What should you do about food on the trail?
If you’re staying in the huts
Although you can purchase food in the huts, there isn’t always a lot of choice. The larger huts usually have more to offer. By the end of the season, the variety will be limited, so I would recommend carrying most of your food. Purchase freeze dried or dehydrated food to minimize your pack weight. Variety and texture are important and so are the calories.
STF Turistation has a larger selection of food than most – and they have Primus gas canisters of varying sizes, as well as spirit alcohol for stoves. You can also buy some fuel and food at the store in Nikkaluokta and at Kebnekaise.
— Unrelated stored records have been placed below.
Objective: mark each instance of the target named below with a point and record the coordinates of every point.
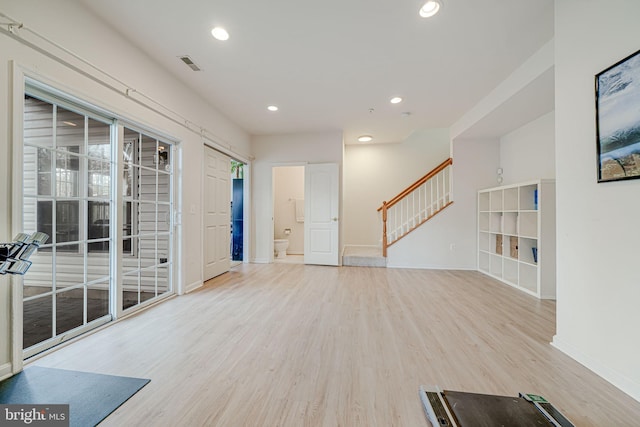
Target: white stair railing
(416, 204)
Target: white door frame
(273, 193)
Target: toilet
(280, 247)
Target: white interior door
(321, 206)
(217, 215)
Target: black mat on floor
(91, 397)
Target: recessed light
(220, 33)
(430, 8)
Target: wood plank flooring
(295, 345)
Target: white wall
(528, 152)
(282, 150)
(70, 25)
(597, 240)
(448, 241)
(288, 184)
(374, 173)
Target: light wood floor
(295, 345)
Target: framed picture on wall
(618, 120)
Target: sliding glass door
(147, 207)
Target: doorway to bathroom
(288, 214)
(237, 212)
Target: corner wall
(597, 240)
(528, 153)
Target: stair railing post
(384, 229)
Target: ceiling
(333, 65)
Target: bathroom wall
(288, 184)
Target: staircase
(404, 213)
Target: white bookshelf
(513, 221)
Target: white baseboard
(622, 382)
(5, 371)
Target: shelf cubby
(513, 223)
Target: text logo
(34, 415)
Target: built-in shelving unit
(516, 236)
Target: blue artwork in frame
(618, 120)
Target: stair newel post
(384, 229)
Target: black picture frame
(618, 120)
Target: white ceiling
(327, 63)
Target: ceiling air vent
(187, 60)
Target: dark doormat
(91, 397)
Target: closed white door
(321, 223)
(217, 215)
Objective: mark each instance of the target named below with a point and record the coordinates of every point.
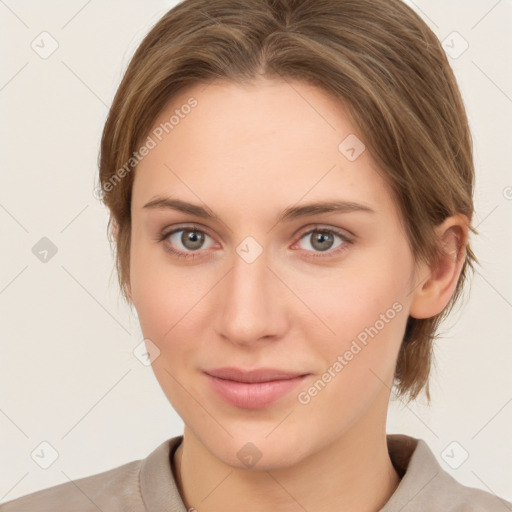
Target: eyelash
(164, 235)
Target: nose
(251, 303)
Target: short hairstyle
(377, 57)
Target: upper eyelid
(298, 234)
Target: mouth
(253, 389)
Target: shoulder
(114, 490)
(425, 485)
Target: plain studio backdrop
(74, 398)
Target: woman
(290, 186)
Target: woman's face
(263, 283)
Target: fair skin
(247, 153)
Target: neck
(354, 473)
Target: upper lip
(256, 375)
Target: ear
(437, 283)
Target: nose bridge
(249, 304)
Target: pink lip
(253, 389)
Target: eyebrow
(292, 212)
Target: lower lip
(253, 395)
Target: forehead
(265, 144)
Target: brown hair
(376, 56)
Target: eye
(184, 241)
(323, 240)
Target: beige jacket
(148, 485)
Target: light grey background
(68, 375)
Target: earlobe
(433, 292)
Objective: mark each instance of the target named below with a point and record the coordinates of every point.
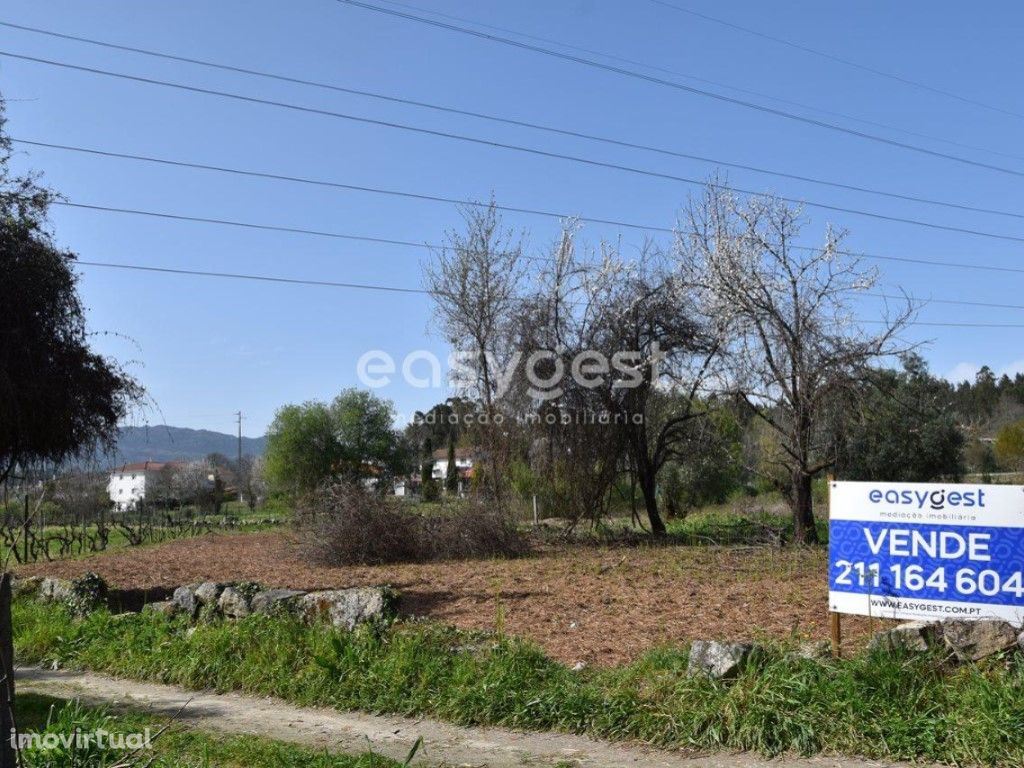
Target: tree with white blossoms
(794, 345)
(475, 280)
(632, 343)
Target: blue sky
(209, 347)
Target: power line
(263, 278)
(243, 224)
(838, 59)
(680, 86)
(685, 76)
(515, 122)
(342, 236)
(408, 195)
(500, 144)
(396, 289)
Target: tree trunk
(803, 512)
(647, 477)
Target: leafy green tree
(904, 430)
(1009, 445)
(365, 432)
(57, 397)
(452, 471)
(712, 467)
(352, 438)
(301, 449)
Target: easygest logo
(939, 499)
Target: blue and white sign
(907, 550)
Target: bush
(346, 525)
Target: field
(601, 605)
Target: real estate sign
(907, 550)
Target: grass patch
(878, 706)
(175, 748)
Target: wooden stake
(837, 634)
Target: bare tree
(475, 281)
(633, 330)
(795, 343)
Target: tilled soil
(600, 605)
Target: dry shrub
(346, 525)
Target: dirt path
(353, 732)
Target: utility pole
(239, 465)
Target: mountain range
(176, 443)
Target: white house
(127, 484)
(464, 460)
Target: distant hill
(175, 443)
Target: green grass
(176, 747)
(880, 706)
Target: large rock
(233, 603)
(26, 587)
(275, 602)
(88, 592)
(208, 593)
(815, 650)
(55, 590)
(912, 636)
(346, 608)
(971, 641)
(716, 659)
(184, 598)
(164, 607)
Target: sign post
(926, 551)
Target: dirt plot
(598, 605)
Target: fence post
(7, 757)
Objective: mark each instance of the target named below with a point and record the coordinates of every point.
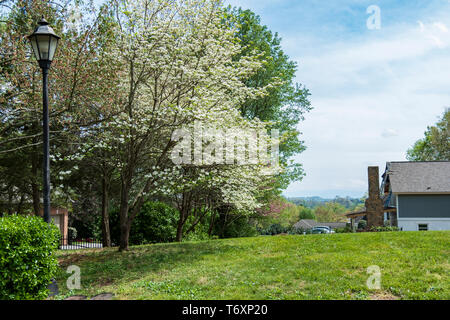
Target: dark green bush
(155, 223)
(27, 263)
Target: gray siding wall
(424, 206)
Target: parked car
(321, 229)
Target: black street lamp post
(44, 42)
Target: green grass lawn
(414, 265)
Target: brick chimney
(374, 204)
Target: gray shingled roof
(419, 177)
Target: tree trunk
(105, 215)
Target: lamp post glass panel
(44, 42)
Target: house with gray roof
(413, 196)
(417, 195)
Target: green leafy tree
(435, 146)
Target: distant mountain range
(315, 201)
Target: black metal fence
(77, 244)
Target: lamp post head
(44, 42)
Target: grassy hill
(414, 265)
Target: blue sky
(374, 92)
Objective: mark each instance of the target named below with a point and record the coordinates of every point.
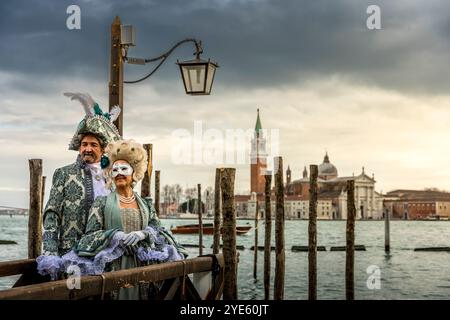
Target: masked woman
(123, 230)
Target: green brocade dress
(105, 219)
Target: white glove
(132, 238)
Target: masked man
(75, 186)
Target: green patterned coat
(67, 209)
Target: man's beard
(88, 157)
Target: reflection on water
(405, 274)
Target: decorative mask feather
(91, 108)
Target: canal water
(402, 274)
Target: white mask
(123, 169)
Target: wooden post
(229, 234)
(200, 220)
(350, 234)
(387, 242)
(267, 238)
(43, 194)
(116, 73)
(146, 181)
(217, 213)
(255, 252)
(312, 231)
(157, 195)
(279, 231)
(34, 213)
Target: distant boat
(208, 228)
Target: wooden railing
(177, 284)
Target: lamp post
(197, 74)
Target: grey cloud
(257, 43)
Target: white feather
(115, 111)
(85, 99)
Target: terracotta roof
(427, 195)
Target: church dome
(326, 169)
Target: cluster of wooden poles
(224, 204)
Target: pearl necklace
(127, 200)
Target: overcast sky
(372, 98)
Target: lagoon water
(405, 274)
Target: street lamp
(197, 74)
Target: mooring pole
(312, 232)
(116, 73)
(350, 235)
(279, 231)
(217, 213)
(146, 181)
(43, 194)
(157, 194)
(267, 235)
(255, 252)
(387, 241)
(200, 220)
(229, 234)
(34, 213)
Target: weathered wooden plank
(35, 214)
(350, 236)
(217, 213)
(267, 235)
(279, 231)
(92, 285)
(312, 233)
(11, 268)
(229, 234)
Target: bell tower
(258, 156)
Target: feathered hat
(95, 122)
(130, 151)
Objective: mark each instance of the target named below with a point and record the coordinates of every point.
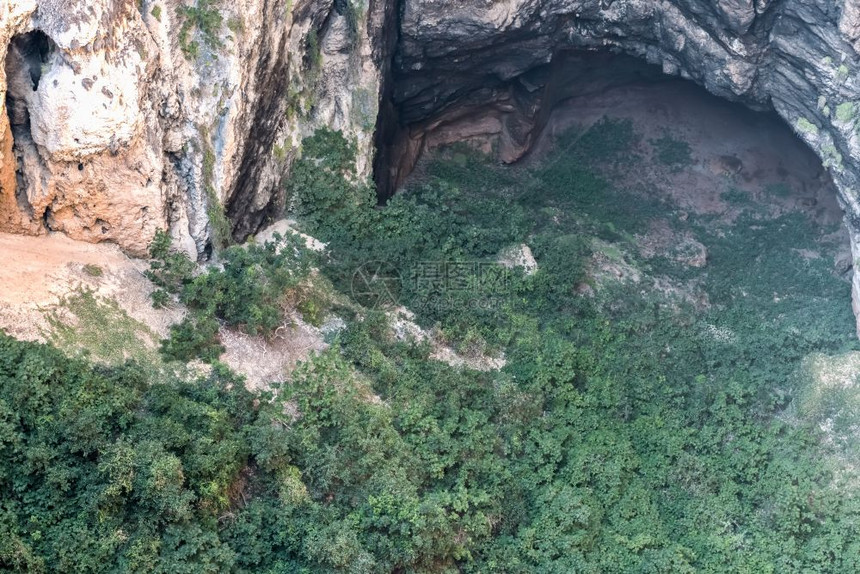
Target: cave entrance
(24, 64)
(27, 54)
(753, 148)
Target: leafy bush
(246, 291)
(206, 19)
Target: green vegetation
(246, 291)
(846, 111)
(204, 18)
(672, 152)
(222, 233)
(627, 431)
(76, 325)
(93, 270)
(804, 126)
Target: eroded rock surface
(506, 63)
(121, 117)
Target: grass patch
(84, 323)
(672, 152)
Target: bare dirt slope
(37, 273)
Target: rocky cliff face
(119, 117)
(490, 69)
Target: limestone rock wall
(493, 60)
(121, 117)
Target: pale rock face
(125, 134)
(117, 132)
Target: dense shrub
(246, 290)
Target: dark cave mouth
(517, 120)
(27, 55)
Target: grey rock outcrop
(496, 59)
(129, 116)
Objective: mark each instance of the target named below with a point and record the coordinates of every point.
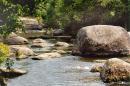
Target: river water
(65, 71)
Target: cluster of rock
(113, 70)
(103, 40)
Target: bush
(4, 52)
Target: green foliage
(9, 17)
(4, 52)
(9, 63)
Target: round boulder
(103, 40)
(21, 52)
(62, 44)
(115, 70)
(16, 40)
(39, 43)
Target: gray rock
(47, 56)
(21, 52)
(11, 72)
(103, 40)
(115, 70)
(39, 43)
(13, 39)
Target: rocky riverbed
(66, 70)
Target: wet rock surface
(47, 56)
(103, 40)
(21, 51)
(115, 70)
(14, 39)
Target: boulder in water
(103, 40)
(115, 70)
(21, 52)
(14, 39)
(47, 56)
(9, 73)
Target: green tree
(9, 18)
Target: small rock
(58, 32)
(47, 56)
(39, 43)
(60, 51)
(12, 72)
(62, 44)
(96, 68)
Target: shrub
(4, 52)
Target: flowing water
(65, 71)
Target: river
(67, 70)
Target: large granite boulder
(103, 40)
(14, 39)
(39, 43)
(21, 52)
(31, 23)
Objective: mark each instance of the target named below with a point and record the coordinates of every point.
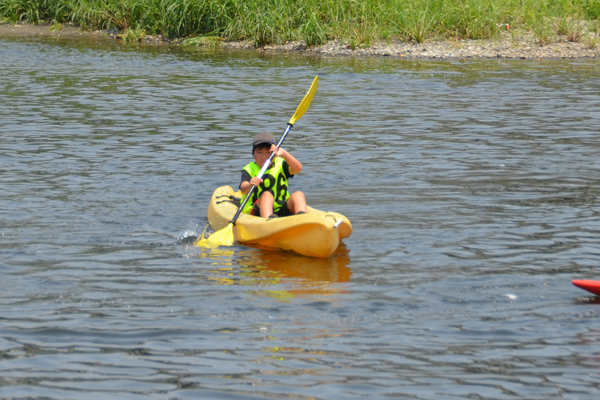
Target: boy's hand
(278, 152)
(255, 181)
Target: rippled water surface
(472, 188)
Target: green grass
(358, 22)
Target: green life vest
(274, 181)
At both Kebnekaise and STF Turistation, you can purchase wine and beer for drinking on the premises.
Can you drink the water?
John and I treated all the water we drank, but I think we were in the minority. Most people were drinking straight from streams and lakes. If you want to err on the side of caution, bring water purification tablets or a filter.
Wildlife on the trail
The only wildlife we saw on the Kungsleden Trail was reindeer. But even that was a thrill. Other possibilities include lemming, fox, moose, wolverine and very rarely bears.
What to take on the Kungsleden Trail
Tent with a rain fly and extra rope to tie down in high winds.
A portable stove, fuel and lighters.
Warm sleeping bag rated to -10°C at least and a sleeping pad.